# ParkSense: Availability Prediction Model

**Objective**: Predict the probability of parking availability for groups of bays at 15 and 30-minute intervals.

## 1. Grouping & Data Preparation
We verified that kerbside IDs are sequential. We will group by blocks of 20 IDs.

In [3]:
import pandas as pd
import numpy as np
from sklearn.model_selection import train_test_split
from xgboost import XGBRegressor
from sklearn.metrics import mean_absolute_error

# 1. Load data
df = pd.read_csv('data/supabase_snapshots.csv')
df['status_timestamp'] = pd.to_datetime(df['status_timestamp'])

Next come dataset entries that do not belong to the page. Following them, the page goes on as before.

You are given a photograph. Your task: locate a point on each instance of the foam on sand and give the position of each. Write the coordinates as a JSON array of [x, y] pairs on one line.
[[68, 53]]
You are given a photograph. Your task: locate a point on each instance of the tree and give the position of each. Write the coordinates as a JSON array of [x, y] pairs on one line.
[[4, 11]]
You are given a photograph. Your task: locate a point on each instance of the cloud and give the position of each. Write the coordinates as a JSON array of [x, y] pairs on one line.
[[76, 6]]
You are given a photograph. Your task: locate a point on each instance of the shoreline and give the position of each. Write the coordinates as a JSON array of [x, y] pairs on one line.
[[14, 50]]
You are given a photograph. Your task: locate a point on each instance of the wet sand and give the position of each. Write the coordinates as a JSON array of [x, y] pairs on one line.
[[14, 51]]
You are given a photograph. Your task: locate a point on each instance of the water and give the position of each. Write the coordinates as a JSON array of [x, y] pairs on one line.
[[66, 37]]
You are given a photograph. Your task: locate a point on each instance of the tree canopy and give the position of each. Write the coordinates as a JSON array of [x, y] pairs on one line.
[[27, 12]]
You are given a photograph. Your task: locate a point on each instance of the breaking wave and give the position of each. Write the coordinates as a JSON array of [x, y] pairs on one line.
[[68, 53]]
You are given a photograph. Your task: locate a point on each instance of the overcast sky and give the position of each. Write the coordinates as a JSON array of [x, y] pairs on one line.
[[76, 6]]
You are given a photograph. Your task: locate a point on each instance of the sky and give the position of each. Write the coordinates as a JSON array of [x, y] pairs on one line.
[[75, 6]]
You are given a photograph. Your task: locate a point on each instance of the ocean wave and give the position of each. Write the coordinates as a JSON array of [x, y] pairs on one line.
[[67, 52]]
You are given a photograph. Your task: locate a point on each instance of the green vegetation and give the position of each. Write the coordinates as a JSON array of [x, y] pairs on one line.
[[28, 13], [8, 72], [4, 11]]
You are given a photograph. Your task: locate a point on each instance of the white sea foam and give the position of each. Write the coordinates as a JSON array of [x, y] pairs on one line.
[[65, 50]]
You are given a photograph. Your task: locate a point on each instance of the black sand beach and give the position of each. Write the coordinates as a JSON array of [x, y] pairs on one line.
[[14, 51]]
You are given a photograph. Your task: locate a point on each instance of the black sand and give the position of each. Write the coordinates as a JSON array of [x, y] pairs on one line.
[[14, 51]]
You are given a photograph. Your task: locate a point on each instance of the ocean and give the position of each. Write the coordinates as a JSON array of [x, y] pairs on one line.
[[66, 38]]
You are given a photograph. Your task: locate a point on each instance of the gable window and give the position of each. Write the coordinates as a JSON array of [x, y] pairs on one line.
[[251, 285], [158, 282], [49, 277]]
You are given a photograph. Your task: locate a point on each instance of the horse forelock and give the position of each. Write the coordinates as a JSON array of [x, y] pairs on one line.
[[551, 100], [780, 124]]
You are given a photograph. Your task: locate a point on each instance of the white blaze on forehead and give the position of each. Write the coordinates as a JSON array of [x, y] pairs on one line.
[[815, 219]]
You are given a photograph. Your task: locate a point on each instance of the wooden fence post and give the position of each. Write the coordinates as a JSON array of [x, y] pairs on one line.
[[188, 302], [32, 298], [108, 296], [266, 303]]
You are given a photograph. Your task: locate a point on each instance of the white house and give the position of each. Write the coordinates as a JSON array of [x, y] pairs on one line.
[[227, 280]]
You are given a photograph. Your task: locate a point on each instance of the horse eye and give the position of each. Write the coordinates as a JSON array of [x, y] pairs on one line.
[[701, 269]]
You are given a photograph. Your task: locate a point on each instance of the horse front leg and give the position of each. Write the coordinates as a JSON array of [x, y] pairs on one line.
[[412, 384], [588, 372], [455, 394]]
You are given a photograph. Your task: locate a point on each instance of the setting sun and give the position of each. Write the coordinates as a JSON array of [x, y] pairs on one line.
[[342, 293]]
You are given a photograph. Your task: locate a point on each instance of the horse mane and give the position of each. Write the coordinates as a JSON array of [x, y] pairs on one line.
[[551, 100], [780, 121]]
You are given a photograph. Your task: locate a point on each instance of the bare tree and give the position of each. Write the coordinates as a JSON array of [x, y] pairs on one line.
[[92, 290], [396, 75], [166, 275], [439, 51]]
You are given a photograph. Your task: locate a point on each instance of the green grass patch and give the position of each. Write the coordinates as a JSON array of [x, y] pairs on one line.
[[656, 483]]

# 2. Create Groups (Hypothesis: Sequential IDs = Spatial Proximity)
df['group_id'] = (df['kerbsideid'] // 20) * 20

# 3. Convert status to binary (1 = Occupied, 0 = Available)
df['is_occupied'] = df['status'].apply(lambda x: 1 if x == 'Present' else 0)

# 4. Resample into 15-minute intervals per group
# This calculates the occupancy ratio (0.0 to 1.0) for the group
group_ts = df.groupby(['group_id', pd.Grouper(key='status_timestamp', freq='15min')])['is_occupied'].mean().reset_index()
group_ts.columns = ['group_id', 'timestamp', 'occupancy_ratio']

print(f"Aggregation complete. {len(group_ts)} time-series samples created.")
group_ts.head()

Aggregation complete. 288341 time-series samples created.


Unnamed: 0,group_id,timestamp,occupancy_ratio
0,5680,2023-10-25 22:15:00+00:00,0.0
1,5700,2023-10-26 01:00:00+00:00,0.0
2,5720,2023-04-22 06:30:00+00:00,1.0
3,5720,2023-10-24 22:45:00+00:00,0.0
4,5720,2023-10-31 06:00:00+00:00,1.0


## 2. Feature Engineering
We need to create the 'Future' columns we want to predict.

In [4]:
# Create target variables (shifted by 1 and 2 rows since freq is 15m)
group_ts = group_ts.sort_values(['group_id', 'timestamp'])
group_ts['target_15m'] = group_ts.groupby('group_id')['occupancy_ratio'].shift(-1)
group_ts['target_30m'] = group_ts.groupby('group_id')['occupancy_ratio'].shift(-2)

# Standard Time Features
group_ts['hour'] = group_ts['timestamp'].dt.hour
group_ts['day_of_week'] = group_ts['timestamp'].dt.dayofweek

# Lag Features (What happened 15 mins ago?)
group_ts['lag_15m'] = group_ts.groupby('group_id')['occupancy_ratio'].shift(1)

# Drop rows with NaN (edges of the shifts)
model_data = group_ts.dropna()

print(f"Feature engineering complete. Prepared {len(model_data)} rows for training.")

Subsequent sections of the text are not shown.